I would get to a doctor... certainly wouldn't operate on myself!


----------



## WaxOnWaxOff (Mar 11, 2010)

:lol:

dude go to the doctor.


----------



## Hughey (May 16, 2009)

Did you injure the joint whist out? Where did you aspirate- was it from the joint space itself? If it was then the presence of pus is a very significant sign of potential infection of the joint space - septic arthritis. You need to see a doctor. Don't aspirate it again it will only re-acumilate. Let us know how you get on


----------



## strange_days (Aug 6, 2009)

You remind me of this guy


----------



## WILD_AMAZON1 (Jul 4, 2008)

Go to your Docs or the local A&E you pumpkin! It's not bad enough that you have had that brewing for weeks but you then went an introduced a most likely unsterile foreign body into and you've had a reaction to it!
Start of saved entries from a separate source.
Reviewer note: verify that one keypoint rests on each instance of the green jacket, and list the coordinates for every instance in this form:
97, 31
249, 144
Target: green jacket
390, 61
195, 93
If I was you I'd make an urgent appointment before it gets worse!They might just be able to clear it up with antibiotics. Or they might aspirate it, you never know you could even have to have a proper washout in theatre (which makes for pretty cool viewing if you get it done under local but apparently does not tickle too much!)


----------



## colt24 (Aug 24, 2007)

dazzla said:


> i noticed my elbow was swollen after a night out, after a few weeks it was still swollen so i decided to aspirate it, i managed to draw out 7.5ml of watery/pussy/blood. was this the right thing to do as it seems to of swollen back up again and i only did it last night


YUMMMMMMMMMMY


----------



## B-GJOE (May 7, 2009)

Contrary to the advice of other users. I had an inflamed bursa on my elbow from Sept 19th 2009 until about mid Jan 2010. Was causing me some pain on push movements. I did when I fell over and landed on it when I was pulling my niece on her new roller skates. I didn't go to the doctor, I just kept aspirating it myself to relieve the pressure. I figured that the NHS are so useless they wouldn't do much anyway. I mean, I wasn't incapacitated or anything, so it would've been a low priority to them, so it would've been go away, rest, take anti inflammatory's etc etc. FFS my missus has been suffering with a bad back for years, at the moment she is on a cocktail of pain relief drugs, and some days she can hardly do anything, and still the NHS have done fcuk all to sort it out.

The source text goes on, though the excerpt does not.